The computer printout has a number on it that means we do not even have to look at the F table if we do not want to. But, the idea is based on the table. Here you see 32.8784 is in the rejection region. I have colored in the tail area for this number. Since 4.74 has a tail area = alpha = .05 here, we know the tail area for 32.8784 must be less than .05. This tail area is the p-value for the test stat calculated from the sample and on the computer printout is labeled Significance F. In the example the value is .0003.
Using the F table,
Reject the null if the F stat > critical F in the table, or
If the Significance F < alpha.
If you can NOT reject the null then at this stage of the game there is no relation between the x’s and the y and our work here would be done. So from here out I assume we have rejected the null.
After the F test we would do a t test on each of the slopes similar to what we did in a simple linear regression case to make sure that each variable on its own has a relationship with y.
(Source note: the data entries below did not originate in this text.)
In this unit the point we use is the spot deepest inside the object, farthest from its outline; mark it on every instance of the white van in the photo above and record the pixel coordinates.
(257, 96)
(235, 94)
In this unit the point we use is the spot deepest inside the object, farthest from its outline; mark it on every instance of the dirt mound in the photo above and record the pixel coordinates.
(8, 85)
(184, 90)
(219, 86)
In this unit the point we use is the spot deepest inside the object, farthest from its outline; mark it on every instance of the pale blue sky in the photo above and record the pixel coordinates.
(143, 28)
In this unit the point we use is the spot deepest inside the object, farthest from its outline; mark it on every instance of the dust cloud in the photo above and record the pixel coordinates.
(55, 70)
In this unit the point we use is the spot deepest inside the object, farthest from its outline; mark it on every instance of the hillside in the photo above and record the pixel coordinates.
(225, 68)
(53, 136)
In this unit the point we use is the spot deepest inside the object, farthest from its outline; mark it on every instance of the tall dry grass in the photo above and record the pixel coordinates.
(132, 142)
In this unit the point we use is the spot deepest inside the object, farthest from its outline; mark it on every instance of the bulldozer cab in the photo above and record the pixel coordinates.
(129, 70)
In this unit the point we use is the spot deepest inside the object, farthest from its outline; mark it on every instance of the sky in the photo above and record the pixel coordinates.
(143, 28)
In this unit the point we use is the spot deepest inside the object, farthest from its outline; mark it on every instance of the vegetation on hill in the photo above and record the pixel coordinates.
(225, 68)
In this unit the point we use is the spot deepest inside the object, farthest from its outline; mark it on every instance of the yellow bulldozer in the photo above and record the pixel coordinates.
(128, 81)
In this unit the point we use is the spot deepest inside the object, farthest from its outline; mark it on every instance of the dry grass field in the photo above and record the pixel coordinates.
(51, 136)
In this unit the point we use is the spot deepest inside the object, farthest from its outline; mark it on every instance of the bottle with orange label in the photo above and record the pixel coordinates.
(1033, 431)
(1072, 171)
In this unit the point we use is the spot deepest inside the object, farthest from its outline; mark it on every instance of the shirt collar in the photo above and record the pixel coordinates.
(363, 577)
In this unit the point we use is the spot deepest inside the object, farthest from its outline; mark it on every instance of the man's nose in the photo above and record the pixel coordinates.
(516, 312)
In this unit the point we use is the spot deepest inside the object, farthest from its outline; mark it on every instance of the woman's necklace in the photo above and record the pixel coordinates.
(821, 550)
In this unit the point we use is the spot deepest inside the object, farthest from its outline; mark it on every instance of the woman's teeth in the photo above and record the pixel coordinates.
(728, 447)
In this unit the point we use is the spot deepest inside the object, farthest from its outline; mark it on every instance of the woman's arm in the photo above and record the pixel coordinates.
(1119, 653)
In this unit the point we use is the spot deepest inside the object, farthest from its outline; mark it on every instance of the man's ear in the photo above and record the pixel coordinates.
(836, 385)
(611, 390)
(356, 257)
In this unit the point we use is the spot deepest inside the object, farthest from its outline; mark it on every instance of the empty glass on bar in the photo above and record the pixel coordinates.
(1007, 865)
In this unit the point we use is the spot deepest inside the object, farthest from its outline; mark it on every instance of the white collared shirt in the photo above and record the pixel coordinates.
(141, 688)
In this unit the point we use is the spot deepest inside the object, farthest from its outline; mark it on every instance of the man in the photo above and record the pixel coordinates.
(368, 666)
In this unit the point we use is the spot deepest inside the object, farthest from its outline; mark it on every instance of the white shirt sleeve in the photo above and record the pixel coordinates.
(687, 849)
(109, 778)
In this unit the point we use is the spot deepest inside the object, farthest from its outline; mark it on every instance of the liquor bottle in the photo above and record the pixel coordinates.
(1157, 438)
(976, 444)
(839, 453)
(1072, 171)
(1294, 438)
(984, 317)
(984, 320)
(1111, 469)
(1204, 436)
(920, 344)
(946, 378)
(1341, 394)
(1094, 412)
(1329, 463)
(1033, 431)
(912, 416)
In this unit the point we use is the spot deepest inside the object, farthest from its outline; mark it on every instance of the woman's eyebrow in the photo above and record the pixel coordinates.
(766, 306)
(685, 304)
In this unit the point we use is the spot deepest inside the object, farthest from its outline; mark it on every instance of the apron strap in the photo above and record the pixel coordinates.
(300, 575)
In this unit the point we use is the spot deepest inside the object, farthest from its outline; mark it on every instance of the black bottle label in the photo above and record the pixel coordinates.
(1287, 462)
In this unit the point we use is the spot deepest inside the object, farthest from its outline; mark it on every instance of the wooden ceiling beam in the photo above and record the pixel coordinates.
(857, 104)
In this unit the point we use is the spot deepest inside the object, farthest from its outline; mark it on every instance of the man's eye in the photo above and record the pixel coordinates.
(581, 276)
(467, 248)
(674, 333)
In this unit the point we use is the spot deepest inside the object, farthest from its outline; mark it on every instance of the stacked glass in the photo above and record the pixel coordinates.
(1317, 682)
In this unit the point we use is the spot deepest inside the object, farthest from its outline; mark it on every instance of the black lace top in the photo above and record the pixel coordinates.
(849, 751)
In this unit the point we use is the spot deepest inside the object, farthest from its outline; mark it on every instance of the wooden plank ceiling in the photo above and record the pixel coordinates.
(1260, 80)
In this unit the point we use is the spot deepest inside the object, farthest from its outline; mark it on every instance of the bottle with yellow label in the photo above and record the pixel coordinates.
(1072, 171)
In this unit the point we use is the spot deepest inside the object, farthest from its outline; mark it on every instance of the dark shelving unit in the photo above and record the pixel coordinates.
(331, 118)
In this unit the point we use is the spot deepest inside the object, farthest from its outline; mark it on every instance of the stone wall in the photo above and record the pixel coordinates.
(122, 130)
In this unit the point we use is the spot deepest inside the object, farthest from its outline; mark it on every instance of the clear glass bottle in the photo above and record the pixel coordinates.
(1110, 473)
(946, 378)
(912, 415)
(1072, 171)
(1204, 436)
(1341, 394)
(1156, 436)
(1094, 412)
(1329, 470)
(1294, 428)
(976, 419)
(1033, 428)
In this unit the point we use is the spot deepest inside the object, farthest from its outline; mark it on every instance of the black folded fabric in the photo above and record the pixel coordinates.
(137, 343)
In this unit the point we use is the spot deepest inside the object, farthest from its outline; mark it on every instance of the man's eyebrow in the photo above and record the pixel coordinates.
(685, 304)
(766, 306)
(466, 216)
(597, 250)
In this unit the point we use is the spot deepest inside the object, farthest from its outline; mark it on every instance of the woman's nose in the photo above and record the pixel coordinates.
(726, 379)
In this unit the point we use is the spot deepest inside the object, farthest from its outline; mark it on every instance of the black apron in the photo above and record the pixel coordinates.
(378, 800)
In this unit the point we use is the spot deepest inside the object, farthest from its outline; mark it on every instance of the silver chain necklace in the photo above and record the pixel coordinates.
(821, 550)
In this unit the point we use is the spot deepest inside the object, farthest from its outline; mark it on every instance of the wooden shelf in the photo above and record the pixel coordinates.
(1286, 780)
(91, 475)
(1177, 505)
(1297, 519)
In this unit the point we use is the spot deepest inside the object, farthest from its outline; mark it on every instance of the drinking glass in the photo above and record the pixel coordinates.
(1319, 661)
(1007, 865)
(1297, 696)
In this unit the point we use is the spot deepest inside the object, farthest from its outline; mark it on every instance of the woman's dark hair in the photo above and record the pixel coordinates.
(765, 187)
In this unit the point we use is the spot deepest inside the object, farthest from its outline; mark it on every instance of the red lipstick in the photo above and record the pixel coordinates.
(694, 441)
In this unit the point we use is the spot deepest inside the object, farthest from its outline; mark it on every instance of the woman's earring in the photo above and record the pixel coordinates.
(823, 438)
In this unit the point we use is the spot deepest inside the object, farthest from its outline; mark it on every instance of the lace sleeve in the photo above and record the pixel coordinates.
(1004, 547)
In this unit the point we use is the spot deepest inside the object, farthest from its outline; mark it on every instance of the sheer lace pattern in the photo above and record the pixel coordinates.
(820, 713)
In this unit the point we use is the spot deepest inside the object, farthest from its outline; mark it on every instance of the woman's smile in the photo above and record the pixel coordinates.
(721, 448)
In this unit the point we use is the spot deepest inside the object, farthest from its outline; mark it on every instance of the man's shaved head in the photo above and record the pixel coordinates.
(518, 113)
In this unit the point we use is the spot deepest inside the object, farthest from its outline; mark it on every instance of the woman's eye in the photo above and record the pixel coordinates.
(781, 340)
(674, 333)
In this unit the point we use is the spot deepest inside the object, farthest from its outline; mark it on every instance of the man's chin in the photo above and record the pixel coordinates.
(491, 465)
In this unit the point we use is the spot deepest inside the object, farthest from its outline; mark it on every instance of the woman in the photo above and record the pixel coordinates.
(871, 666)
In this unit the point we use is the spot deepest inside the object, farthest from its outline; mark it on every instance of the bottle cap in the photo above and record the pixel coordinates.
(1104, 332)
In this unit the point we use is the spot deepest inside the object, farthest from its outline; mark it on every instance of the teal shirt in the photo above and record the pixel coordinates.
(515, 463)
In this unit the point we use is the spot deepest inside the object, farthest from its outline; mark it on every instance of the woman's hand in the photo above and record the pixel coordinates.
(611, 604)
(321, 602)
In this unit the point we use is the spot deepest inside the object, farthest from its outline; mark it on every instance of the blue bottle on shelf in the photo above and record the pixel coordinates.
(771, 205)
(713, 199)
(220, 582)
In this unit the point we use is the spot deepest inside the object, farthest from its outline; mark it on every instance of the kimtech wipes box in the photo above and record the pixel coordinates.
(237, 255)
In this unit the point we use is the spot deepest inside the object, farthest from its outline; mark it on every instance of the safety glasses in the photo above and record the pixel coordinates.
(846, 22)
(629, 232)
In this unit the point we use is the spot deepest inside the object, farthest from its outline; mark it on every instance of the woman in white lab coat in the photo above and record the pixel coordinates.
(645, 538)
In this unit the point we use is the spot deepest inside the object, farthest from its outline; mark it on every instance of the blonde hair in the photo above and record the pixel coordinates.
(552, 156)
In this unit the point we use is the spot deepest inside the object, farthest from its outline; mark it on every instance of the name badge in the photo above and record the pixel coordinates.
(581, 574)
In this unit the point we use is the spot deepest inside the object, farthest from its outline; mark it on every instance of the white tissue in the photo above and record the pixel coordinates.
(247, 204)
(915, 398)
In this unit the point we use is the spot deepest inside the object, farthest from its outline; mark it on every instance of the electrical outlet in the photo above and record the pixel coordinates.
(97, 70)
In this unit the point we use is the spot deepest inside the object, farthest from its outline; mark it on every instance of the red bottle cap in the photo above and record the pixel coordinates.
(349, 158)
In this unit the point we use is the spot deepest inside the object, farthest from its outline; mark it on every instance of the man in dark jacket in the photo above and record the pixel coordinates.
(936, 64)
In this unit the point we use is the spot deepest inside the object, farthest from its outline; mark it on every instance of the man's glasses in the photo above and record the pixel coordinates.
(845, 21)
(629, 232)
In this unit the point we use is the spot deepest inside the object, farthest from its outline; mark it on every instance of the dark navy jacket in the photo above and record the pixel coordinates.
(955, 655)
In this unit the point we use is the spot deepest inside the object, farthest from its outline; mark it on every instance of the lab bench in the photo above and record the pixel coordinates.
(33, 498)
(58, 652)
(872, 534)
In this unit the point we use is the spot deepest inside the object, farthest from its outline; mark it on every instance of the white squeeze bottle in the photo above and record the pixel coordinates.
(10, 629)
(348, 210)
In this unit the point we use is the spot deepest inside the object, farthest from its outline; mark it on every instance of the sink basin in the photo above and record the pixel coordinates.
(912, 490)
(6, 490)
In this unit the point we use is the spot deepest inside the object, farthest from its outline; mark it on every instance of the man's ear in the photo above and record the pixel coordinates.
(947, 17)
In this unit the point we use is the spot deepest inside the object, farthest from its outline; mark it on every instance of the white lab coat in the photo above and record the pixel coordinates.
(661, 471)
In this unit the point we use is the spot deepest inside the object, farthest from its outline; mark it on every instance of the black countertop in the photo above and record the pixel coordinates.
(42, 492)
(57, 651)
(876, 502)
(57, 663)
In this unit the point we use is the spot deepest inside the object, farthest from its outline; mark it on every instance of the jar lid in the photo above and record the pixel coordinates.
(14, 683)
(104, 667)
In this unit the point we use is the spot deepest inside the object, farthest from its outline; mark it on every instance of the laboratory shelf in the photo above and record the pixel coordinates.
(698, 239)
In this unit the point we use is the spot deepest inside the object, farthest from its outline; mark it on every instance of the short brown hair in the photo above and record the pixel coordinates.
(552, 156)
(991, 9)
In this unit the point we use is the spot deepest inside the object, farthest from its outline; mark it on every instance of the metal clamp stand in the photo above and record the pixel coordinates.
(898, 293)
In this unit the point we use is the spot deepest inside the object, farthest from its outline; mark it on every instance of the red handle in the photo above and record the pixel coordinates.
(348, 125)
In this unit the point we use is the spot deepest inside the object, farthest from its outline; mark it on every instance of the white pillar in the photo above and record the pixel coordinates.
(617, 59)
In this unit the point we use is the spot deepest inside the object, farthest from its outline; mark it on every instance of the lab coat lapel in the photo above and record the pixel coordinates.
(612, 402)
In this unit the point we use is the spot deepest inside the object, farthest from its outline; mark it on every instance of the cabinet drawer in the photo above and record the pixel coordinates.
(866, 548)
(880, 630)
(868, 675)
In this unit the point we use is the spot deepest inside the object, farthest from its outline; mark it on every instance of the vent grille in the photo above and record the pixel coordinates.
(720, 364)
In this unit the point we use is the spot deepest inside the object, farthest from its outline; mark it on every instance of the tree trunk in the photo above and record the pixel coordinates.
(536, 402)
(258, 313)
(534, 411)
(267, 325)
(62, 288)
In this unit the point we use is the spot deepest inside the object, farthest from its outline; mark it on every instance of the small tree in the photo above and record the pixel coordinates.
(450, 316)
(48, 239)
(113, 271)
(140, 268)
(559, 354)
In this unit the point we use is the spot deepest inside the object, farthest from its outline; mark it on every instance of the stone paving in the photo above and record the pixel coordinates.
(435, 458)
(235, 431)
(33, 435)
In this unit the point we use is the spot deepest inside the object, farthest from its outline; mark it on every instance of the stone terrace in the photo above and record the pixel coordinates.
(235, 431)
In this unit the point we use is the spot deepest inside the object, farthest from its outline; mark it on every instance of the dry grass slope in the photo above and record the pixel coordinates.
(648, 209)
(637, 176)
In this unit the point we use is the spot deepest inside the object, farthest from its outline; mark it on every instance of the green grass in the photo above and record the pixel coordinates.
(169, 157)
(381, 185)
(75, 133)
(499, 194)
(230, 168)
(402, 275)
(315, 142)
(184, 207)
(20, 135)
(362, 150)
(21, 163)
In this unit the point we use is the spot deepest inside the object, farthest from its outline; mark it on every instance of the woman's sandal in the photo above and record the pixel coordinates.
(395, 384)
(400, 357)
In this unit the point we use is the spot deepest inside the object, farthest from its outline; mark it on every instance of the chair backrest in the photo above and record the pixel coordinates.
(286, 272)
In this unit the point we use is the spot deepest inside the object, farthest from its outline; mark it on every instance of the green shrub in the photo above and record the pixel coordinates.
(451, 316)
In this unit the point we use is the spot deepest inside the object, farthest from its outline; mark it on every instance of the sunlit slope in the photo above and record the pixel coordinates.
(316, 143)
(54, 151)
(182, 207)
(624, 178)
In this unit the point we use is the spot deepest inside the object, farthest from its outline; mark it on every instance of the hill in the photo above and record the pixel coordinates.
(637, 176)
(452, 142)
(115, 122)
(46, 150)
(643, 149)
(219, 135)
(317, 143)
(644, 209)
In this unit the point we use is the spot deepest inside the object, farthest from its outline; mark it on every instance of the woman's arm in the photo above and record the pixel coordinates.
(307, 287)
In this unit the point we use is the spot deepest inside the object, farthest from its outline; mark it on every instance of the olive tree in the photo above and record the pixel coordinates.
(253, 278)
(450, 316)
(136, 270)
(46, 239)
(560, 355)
There we reject the null of a zero slope when the p-value on the slope is less than alpha.
Can you say multicollinearity? Sure you can. Let’s all say it together on the count of 3. 1, 2, 3 multicollinearity! Very good class, now listen up!
Multicollinearity is an idea that volumes have been written about. We want to have a basic feel for the problem here.
You and I want x variables that help explain y. The reason is so that we can predict and explain movement in y. As an example, if we can predict and explain crop yield maybe we can make yield higher so that we can feed the world!
So, we want x’s that are correlated with y. This is a good thing. But, sometimes the x’s will be correlated with each other. This is called multicollinearity. The problem here is that sometimes we can not see the separate influence an x has on y because the other x’s have picked up the influence due to their correlation.
Let’s think about crop yield. Some farmers have water systems. The more it rains in a summer the less water the farmers directly apply. (Okay, maybe I am ignorant here and farmers here can use all the water they can apply – its an example.) If you included both inches of rain and water applied there is a correlation between the two. This may make it difficult to see the separate impact of either the rain or the water from the system.
If the x’s (the independent variables) have correlations more extreme than .7 or -.7 then multicollinearity could be a problem
r square on the regression printout is a measure designed to indicate the strength of the impact of the x’s on y. The number can be between 0 and 1, with values closer to 1 meaning the stronger the relationship.
r square is actually the percentage of the variation in y that is accounted for by the x variables. This is also an important idea because although we may have a significant relationship we may not be explaining much. From the yield example the more variation we can explain then the more we can control yield and thus feed the world, perhaps. Or maybe in business setting the more variation we can explain the more profit we can make.